時のすぎゆくままに

俗称:障がい者夫婦。上手くやれるわけないと否定された世の中を、なんとか、かんとか生きています。

持続可能なスマートタウン

新年明けましておめでとうございます。

本年もよろしくお願い致します。

 

さて本日も早々に本題へ入ろう。

 

私たち夫婦が住む町のそばに、10年ほど前に誕生した住宅区画がある。

そこの住宅区画を取り囲むようにして、太陽光パネルが立ち並び、区画内にある住宅全戸の屋根上にも太陽光パネルが載っている。

屋根の色は全てグレーか黒。

そして住宅の形は全て同じで、異なる点を探すとすればアーティスティックに描かれた表札だけ。
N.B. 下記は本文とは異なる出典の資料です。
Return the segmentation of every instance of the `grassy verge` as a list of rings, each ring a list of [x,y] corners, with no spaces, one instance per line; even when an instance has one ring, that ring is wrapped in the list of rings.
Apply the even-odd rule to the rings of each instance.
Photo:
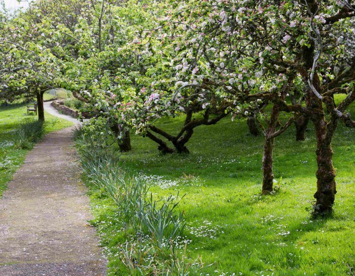
[[[6,183],[12,179],[12,174],[23,162],[31,144],[36,142],[29,141],[27,145],[20,146],[15,144],[14,136],[11,135],[11,132],[20,128],[21,123],[36,117],[34,115],[26,115],[26,104],[0,106],[0,196],[6,188]],[[43,134],[72,125],[70,122],[46,112],[45,116],[46,123]]]
[[[182,121],[164,119],[159,123],[174,132]],[[154,198],[178,191],[186,194],[179,208],[187,224],[186,251],[177,249],[190,263],[189,275],[351,275],[350,268],[355,267],[355,130],[341,124],[334,138],[338,193],[334,213],[326,219],[310,215],[317,170],[311,123],[304,142],[294,141],[293,127],[277,138],[275,195],[260,195],[263,138],[249,135],[244,120],[226,118],[198,128],[187,144],[188,155],[162,155],[148,138],[133,136],[133,149],[121,156],[121,166],[144,179]],[[108,258],[109,275],[147,275],[124,264],[122,245],[127,236],[116,219],[117,206],[105,190],[91,185],[93,223]],[[132,260],[137,260],[135,256]]]

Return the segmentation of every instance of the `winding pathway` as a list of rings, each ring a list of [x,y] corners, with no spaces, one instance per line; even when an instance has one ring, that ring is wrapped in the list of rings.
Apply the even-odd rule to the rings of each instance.
[[[106,273],[95,229],[86,222],[89,200],[74,164],[71,130],[46,135],[0,199],[1,276]]]

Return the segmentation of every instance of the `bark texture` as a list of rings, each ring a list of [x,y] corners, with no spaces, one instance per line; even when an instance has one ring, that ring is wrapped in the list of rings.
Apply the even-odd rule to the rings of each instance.
[[[268,195],[274,191],[274,173],[273,172],[273,151],[274,138],[265,139],[263,152],[263,195]]]
[[[316,104],[318,107],[312,117],[316,129],[317,142],[316,151],[318,165],[316,174],[317,191],[314,195],[316,200],[314,213],[323,214],[331,212],[337,192],[331,141],[337,126],[338,119],[332,118],[327,123],[325,120],[321,101],[314,96],[312,98],[312,107],[314,108]]]

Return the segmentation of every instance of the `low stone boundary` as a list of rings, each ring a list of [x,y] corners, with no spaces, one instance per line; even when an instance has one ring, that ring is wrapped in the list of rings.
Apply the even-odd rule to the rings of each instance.
[[[73,118],[77,118],[78,113],[77,110],[74,110],[66,106],[63,103],[60,102],[53,102],[52,103],[52,105],[57,110],[62,111],[63,114],[69,115]]]

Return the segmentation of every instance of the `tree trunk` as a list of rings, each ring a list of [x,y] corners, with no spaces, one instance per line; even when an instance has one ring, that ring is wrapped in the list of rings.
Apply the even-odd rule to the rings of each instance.
[[[304,141],[306,139],[306,131],[309,121],[309,117],[306,115],[302,116],[295,121],[296,141]]]
[[[185,135],[182,136],[176,141],[173,141],[175,148],[179,153],[189,153],[190,151],[185,144],[188,141],[193,134],[193,129],[187,129],[185,132]]]
[[[260,134],[259,129],[258,129],[255,119],[253,117],[249,116],[247,119],[247,124],[249,128],[249,132],[251,135],[257,136]]]
[[[274,173],[273,173],[273,151],[275,138],[271,138],[276,130],[279,123],[280,109],[277,104],[274,104],[270,120],[268,123],[268,128],[265,134],[263,152],[262,169],[263,183],[261,193],[263,195],[269,194],[274,191]]]
[[[273,173],[273,151],[274,138],[266,139],[264,142],[262,168],[263,184],[261,193],[268,195],[274,191],[274,174]]]
[[[331,139],[337,121],[329,123],[328,127],[332,129],[328,129],[322,109],[321,113],[314,116],[313,121],[316,128],[317,140],[316,153],[318,167],[316,174],[317,191],[314,195],[317,201],[314,206],[314,214],[323,214],[331,212],[337,192],[335,170],[333,167]]]
[[[37,92],[37,110],[38,112],[38,120],[44,121],[44,107],[43,101],[43,92]]]
[[[159,144],[158,149],[161,151],[163,153],[173,153],[174,152],[174,149],[169,147],[166,143],[161,139],[160,139],[155,135],[150,133],[149,131],[147,131],[145,136],[153,140],[154,142]]]
[[[121,135],[122,127],[119,124],[115,124],[110,127],[111,130],[113,132],[116,137]],[[117,143],[121,151],[129,151],[132,149],[131,145],[131,137],[129,130],[124,130],[121,138],[119,138]]]

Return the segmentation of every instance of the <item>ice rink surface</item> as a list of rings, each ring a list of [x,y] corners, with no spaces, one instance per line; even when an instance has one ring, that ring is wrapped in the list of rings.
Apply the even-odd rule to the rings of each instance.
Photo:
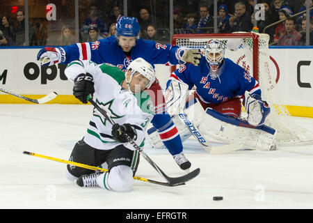
[[[214,155],[190,139],[184,153],[192,169],[200,168],[198,177],[173,187],[135,180],[124,193],[79,187],[66,179],[65,164],[12,151],[68,160],[91,112],[89,105],[0,105],[0,208],[313,208],[313,145]],[[312,118],[293,118],[313,130]],[[166,149],[147,141],[145,151],[169,176],[185,174]],[[136,175],[163,181],[143,157]]]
総戸数にして200戸余りといった感じだ。

各住宅には車庫が備え付けられているのだが、車の姿がある家はほとんどない。

日曜日の晴れた昼間に様子を見に行ったこともあるのだが、歩く人影はほとんどなく、その区画から出入りする車も、まばらだった。

 

市役所のアーカイブを見ると、そこは元々は工業用地だったらしく、その跡地を利用して区画を設けたらしい。
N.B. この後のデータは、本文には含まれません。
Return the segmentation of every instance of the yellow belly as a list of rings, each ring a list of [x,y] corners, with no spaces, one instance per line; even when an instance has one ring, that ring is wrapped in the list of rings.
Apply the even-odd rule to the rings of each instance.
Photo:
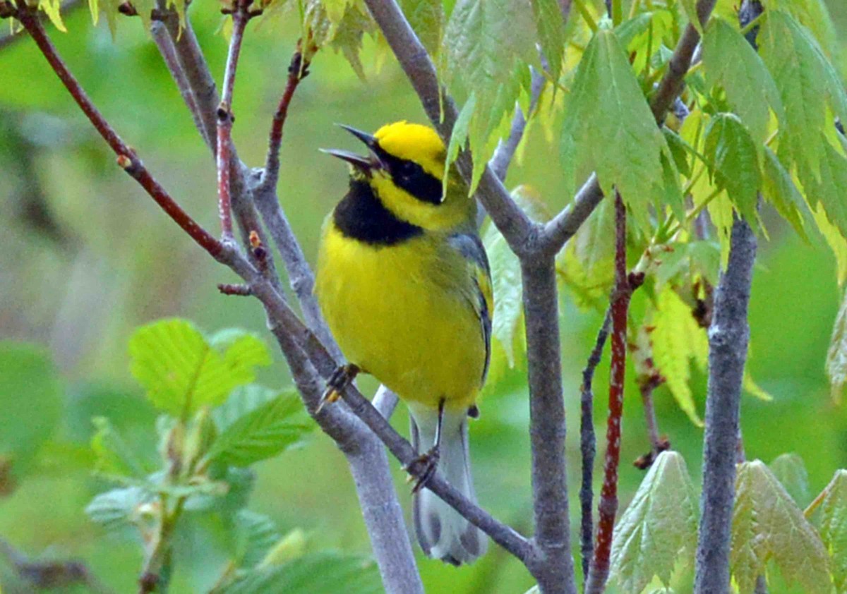
[[[345,356],[405,400],[469,406],[485,346],[461,256],[429,236],[390,247],[326,225],[315,291]]]

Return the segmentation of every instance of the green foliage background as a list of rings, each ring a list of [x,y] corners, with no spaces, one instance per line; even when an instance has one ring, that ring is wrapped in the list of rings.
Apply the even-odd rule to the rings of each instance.
[[[829,5],[843,30],[847,8],[839,0]],[[213,71],[219,75],[226,47],[216,33],[221,24],[217,8],[211,0],[197,0],[192,13]],[[285,15],[264,19],[257,30],[251,25],[246,36],[233,109],[234,135],[247,163],[263,161],[270,114],[299,33],[296,20]],[[83,86],[150,170],[197,220],[214,228],[213,163],[140,21],[122,19],[115,41],[105,23],[91,25],[85,9],[66,14],[65,23],[70,33],[56,33],[53,39]],[[383,66],[376,69],[374,64],[379,62]],[[321,52],[286,124],[280,201],[310,256],[323,217],[346,185],[345,168],[317,149],[355,144],[333,123],[374,129],[396,119],[425,119],[384,47],[366,41],[363,63],[364,80],[342,56]],[[0,393],[0,443],[3,436],[29,438],[30,433],[21,428],[37,429],[41,423],[53,427],[56,441],[66,444],[60,453],[41,453],[40,461],[27,460],[31,468],[25,477],[13,492],[0,497],[0,536],[33,556],[81,558],[118,591],[130,591],[141,564],[140,548],[130,538],[107,536],[83,512],[104,488],[91,472],[92,417],[108,416],[135,443],[151,451],[156,447],[155,414],[129,371],[129,337],[136,326],[167,316],[191,319],[210,333],[241,327],[262,334],[264,320],[253,300],[218,294],[217,283],[234,279],[114,166],[30,41],[0,52],[0,338],[42,345],[58,368],[63,394],[59,414],[13,405],[14,393]],[[560,191],[567,180],[557,165],[551,165],[558,163],[559,146],[545,138],[540,127],[529,134],[509,181],[532,184],[557,210],[567,200]],[[34,210],[39,204],[48,216]],[[833,258],[822,242],[804,243],[771,214],[765,215],[770,240],[761,241],[750,304],[750,369],[774,399],[744,400],[745,444],[749,458],[766,462],[785,452],[799,454],[811,491],[817,493],[834,469],[847,466],[847,411],[830,399],[823,368],[840,292]],[[643,308],[645,298],[636,294],[633,307]],[[562,316],[575,527],[579,372],[601,317],[567,298]],[[263,336],[270,344],[269,335]],[[259,370],[259,379],[283,388],[289,382],[285,365],[276,349],[271,350],[274,362]],[[599,428],[605,423],[607,371],[607,364],[601,365],[595,382]],[[701,415],[705,378],[696,370],[694,374],[694,398]],[[363,384],[374,387],[369,380]],[[624,461],[649,449],[638,391],[631,383],[627,388]],[[495,516],[527,532],[529,413],[522,371],[507,372],[489,392],[480,405],[481,419],[471,430],[477,492]],[[667,387],[657,391],[656,407],[662,432],[684,455],[698,484],[701,430],[673,404]],[[406,431],[401,407],[394,421]],[[315,551],[368,554],[352,482],[343,456],[328,437],[315,432],[306,447],[261,463],[256,470],[251,509],[275,520],[280,532],[302,529]],[[642,477],[630,465],[622,469],[622,509]],[[408,503],[399,467],[396,478],[401,500]],[[195,591],[208,583],[219,570],[214,554],[198,548],[192,558],[178,559],[171,591]],[[523,592],[533,585],[519,563],[497,547],[470,568],[455,569],[422,558],[420,569],[433,592]],[[0,581],[8,573],[0,564]],[[800,591],[779,587],[778,580],[771,591]],[[13,583],[3,591],[19,591],[14,588]]]

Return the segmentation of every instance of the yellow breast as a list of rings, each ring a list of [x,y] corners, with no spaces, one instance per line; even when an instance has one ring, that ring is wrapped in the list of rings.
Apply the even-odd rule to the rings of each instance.
[[[315,291],[350,362],[406,400],[473,404],[485,344],[457,273],[461,256],[424,234],[390,246],[343,236],[324,224]]]

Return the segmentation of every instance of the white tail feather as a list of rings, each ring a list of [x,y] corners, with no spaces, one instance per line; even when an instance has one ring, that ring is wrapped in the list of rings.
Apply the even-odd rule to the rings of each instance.
[[[435,441],[438,413],[410,407],[412,443],[418,454]],[[468,414],[463,409],[444,410],[438,472],[471,501],[476,502],[468,450]],[[424,487],[414,496],[415,532],[421,548],[429,557],[460,565],[472,563],[485,553],[485,536],[431,491]]]

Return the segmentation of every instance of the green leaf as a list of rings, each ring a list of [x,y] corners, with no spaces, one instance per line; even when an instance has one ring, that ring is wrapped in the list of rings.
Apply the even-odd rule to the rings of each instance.
[[[234,466],[248,466],[272,458],[312,430],[313,426],[303,416],[296,394],[280,394],[224,429],[212,444],[207,458]]]
[[[791,224],[797,234],[808,239],[805,228],[808,207],[803,195],[794,185],[791,174],[783,167],[776,153],[767,146],[764,148],[762,194],[782,217]]]
[[[734,113],[717,113],[706,131],[704,156],[715,185],[748,223],[756,220],[761,171],[756,141]]]
[[[22,476],[39,448],[53,435],[62,410],[62,388],[47,350],[0,341],[0,458],[11,459]]]
[[[558,0],[531,0],[541,52],[547,58],[550,76],[559,80],[565,57],[565,20]]]
[[[133,376],[158,409],[188,418],[204,405],[218,406],[236,386],[255,378],[253,367],[271,362],[261,341],[241,331],[213,338],[221,353],[186,320],[142,326],[130,339]]]
[[[829,551],[838,594],[847,592],[847,470],[835,471],[821,504],[821,539]]]
[[[796,454],[783,454],[771,462],[771,472],[800,507],[810,501],[809,473],[803,459]]]
[[[662,452],[615,526],[610,580],[631,594],[654,576],[668,585],[678,561],[693,564],[698,509],[685,460]]]
[[[401,0],[400,7],[427,52],[435,56],[444,33],[444,7],[440,0]]]
[[[703,35],[703,25],[700,23],[700,19],[697,17],[697,0],[682,0],[683,10],[685,11],[685,16],[688,17],[689,22],[694,25],[694,28],[697,30],[697,32]]]
[[[381,594],[382,581],[372,560],[335,553],[301,557],[279,567],[255,569],[226,588],[226,594]]]
[[[679,408],[695,425],[703,426],[689,384],[690,360],[705,369],[709,352],[709,340],[685,305],[670,285],[659,294],[653,317],[653,362],[665,378],[668,389]]]
[[[140,487],[112,489],[100,493],[86,507],[86,514],[107,530],[117,530],[139,520],[140,509],[153,495]]]
[[[257,565],[280,540],[274,520],[248,509],[235,514],[235,564],[238,567]]]
[[[91,449],[97,457],[95,471],[108,477],[143,478],[144,465],[126,444],[114,427],[102,416],[93,420],[97,432],[91,437]]]
[[[539,64],[529,0],[458,0],[444,36],[444,80],[454,96],[473,92],[468,125],[473,151],[470,191],[476,189],[522,92],[531,85],[529,64]],[[498,135],[499,136],[499,135]]]
[[[759,42],[785,109],[780,154],[786,151],[801,170],[817,178],[827,145],[821,141],[821,131],[833,124],[827,113],[828,99],[834,113],[847,121],[844,90],[817,41],[786,13],[768,13]]]
[[[595,171],[607,195],[617,186],[642,229],[649,206],[664,195],[661,156],[670,161],[623,48],[610,30],[596,33],[583,55],[565,98],[562,162],[568,195],[576,172]],[[672,205],[681,210],[681,204]]]
[[[763,462],[745,462],[735,480],[729,559],[740,594],[754,591],[772,560],[804,592],[829,593],[829,559],[821,537]]]
[[[703,66],[706,83],[723,87],[729,105],[757,141],[767,135],[768,106],[780,121],[784,119],[779,91],[765,63],[747,40],[721,19],[711,21],[703,38]],[[753,96],[756,101],[750,101]]]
アーカイブ内のPDFに目を通すと次なる表記があった。

 

『持続可能なスマートタウン』

 

しかしながら、住宅にコンポストや区画内にスーパーもなければ病院もない。

 

なんなんだ。この異様な光景は。

 

これだけではなかった。その区画の中央には主線と思われる片側1車線の取り付け道路があり、それに沿う形で商業棟なるものが2棟あるだけだ。
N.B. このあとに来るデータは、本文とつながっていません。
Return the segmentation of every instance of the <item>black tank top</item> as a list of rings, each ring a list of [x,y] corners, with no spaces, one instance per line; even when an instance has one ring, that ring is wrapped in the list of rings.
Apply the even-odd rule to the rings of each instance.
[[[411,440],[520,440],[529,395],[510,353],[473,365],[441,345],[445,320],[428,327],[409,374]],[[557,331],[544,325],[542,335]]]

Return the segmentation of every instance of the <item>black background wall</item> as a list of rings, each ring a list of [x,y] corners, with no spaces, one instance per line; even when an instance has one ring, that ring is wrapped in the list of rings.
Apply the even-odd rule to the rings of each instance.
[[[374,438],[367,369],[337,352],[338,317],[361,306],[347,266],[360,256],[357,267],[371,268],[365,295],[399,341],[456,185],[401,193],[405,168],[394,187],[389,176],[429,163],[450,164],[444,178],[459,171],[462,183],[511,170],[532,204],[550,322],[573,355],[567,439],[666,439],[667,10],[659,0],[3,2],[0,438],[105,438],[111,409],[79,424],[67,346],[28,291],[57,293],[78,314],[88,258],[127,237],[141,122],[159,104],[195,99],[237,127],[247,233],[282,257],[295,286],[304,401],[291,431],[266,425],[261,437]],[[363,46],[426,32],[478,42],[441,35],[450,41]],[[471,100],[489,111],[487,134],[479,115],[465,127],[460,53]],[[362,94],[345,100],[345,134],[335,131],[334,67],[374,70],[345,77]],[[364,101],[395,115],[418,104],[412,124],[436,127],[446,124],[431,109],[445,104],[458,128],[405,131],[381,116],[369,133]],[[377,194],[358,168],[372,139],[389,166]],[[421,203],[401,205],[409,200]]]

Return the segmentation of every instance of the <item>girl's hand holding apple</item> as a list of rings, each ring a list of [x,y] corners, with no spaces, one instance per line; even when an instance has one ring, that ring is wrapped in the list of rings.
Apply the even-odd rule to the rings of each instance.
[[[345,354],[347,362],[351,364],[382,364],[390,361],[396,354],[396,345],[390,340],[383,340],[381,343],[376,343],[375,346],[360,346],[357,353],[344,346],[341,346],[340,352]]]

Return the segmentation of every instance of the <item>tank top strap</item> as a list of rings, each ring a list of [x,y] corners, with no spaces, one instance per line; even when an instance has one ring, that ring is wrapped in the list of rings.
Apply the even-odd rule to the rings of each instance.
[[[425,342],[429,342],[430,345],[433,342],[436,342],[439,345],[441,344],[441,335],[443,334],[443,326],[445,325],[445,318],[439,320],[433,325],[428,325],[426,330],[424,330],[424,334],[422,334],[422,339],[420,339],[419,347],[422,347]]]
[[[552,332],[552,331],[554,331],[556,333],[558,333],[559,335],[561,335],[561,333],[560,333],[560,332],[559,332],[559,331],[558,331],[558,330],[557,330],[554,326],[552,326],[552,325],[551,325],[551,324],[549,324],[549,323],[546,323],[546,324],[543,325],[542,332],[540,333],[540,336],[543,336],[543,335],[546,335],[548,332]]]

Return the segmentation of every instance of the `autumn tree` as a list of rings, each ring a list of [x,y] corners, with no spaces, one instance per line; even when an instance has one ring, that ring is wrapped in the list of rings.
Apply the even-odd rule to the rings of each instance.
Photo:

商業棟の中身は、雑貨屋や高価格帯の書籍を扱う本屋、今流行りのカフェ、家具店、スポーツショップなどなど。

 

本当に居住を目的として作られた区画なのか。観光目的に作られた区画なのか。

 

主線と思われる片側1車線の取り付け道路の終端は広めに作られたロータリー。

 

そこにバス停もなければタクシー乗り場もない。

 

区画内には小さな広場的なものが点在するのだが、子供の姿がない。

 

おかしい。何かがちがう。直感的なものはすぐに浮かばないのだが、何かが違う。

 

確かに『ゴーストタウン』の名にはスマートだろう。

 

町は人が住み続けてこそ成立する。

 

その区画の隅には大手住宅メーカーの支店があった。支店は3階層で全ての窓のブラインドが閉められていた。

 

その区画に沿う県道にも問題あり。

県道であるにも関わらず片側1車線。

そして車道の路肩には自転車専用通行帯。

大型トラックが行き交う県道にだ。

こんな住宅区画に誰が住みたいと思うのだ。

 

市は『住みやすい街・暮らしやすい街』の旗を掲げ続けておるのだが。

たかだか市全体の人口が100人程度増えただけで、何が嬉しいのだ。

未だにその区画を横目に通り過ぎることがあるのだが。

ちぐはぐなゴーストタウンは存在感を示し続けている。